A Reflection on Researching Victorian Machines

February: LGBTQ+ History Month
February invites us to remember. In the UK, LGBTQ+ History Month asks not only who has been remembered, but who has been erased, and why.
While researching Victorian inventors, I found myself searching for queer lives that were rarely named as such. Not because they did not exist, but because the social and legal realities of the time made honesty dangerous. The Criminal Law Amendment Act, social ruin, imprisonment, even the whisper of queerness could destroy a life. Silence was survival. Absence, in the archive, often speaks of fear rather than non-existence.

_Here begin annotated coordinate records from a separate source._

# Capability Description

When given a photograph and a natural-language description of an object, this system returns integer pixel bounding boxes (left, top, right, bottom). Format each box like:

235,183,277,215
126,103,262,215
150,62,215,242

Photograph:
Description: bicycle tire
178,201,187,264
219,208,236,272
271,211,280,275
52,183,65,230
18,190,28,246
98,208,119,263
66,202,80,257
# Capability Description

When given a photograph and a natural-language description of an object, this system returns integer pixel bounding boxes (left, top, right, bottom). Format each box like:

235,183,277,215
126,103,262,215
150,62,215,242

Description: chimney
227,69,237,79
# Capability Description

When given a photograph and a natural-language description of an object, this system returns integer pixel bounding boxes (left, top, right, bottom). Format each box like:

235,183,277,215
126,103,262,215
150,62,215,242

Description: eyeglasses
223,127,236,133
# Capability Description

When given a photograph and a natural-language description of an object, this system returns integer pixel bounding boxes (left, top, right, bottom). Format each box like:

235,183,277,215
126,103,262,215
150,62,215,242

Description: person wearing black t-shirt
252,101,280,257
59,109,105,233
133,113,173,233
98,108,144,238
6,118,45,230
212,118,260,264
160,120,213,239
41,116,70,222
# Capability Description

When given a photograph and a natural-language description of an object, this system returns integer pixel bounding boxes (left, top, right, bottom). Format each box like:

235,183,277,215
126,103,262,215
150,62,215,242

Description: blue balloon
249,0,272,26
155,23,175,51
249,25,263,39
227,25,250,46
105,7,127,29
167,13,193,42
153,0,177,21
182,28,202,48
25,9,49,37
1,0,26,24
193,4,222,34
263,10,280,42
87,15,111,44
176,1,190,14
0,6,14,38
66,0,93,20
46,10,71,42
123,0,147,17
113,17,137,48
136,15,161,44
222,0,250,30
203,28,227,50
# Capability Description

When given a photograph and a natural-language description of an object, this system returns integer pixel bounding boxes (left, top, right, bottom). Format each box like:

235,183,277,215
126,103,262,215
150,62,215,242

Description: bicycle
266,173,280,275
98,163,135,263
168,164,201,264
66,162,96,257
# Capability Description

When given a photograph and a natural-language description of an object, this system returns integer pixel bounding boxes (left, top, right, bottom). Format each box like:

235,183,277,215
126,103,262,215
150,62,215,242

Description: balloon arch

Scripture knows something about hidden lives. Jesus says, “Nothing is hidden that will not be disclosed” (Luke 8:17), not as a threat, but as a promise: truth longs for light. The prophets repeatedly call us to remember those pushed to the margins, “Do justice, love kindness, and walk humbly with your God” (Micah 6:8).
Too often, a handful of so-called “clobber verses” are lifted out of context and used to silence queer people. Read slowly, gently, honestly, those verses say far more about exploitation, idolatry, and power than about loving, faithful relationships. Jesus himself never speaks against queer people, but repeatedly warns against religious certainty that crushes human dignity (Matthew 23).
Today, remembering matters urgently. Queer people face renewed risk: the growing confidence of the far-right, and the rise of Christian nationalism even here in the UK, which wraps exclusion in the language of faith. This is not Christianity rooted in Christ. It is fear dressed as holiness.
As Rev. Brandan Robertson reminds us, “The Gospel is not about drawing lines of exclusion, but about expanding circles of belonging.” And Archbishop Desmond Tutu spoke plainly: “If God, as they say, is homophobic, I wouldn’t worship that God.”
A progressive Christian faith dares to say: queer lives are holy ground. Queer history is sacred history. The Church is called not to tolerate, but to repent, to welcome, and to rejoice.
“Perfect love casts out fear” (1 John 4:18). This February, may we remember boldly, love radically, and widen the table until everyone knows they belong.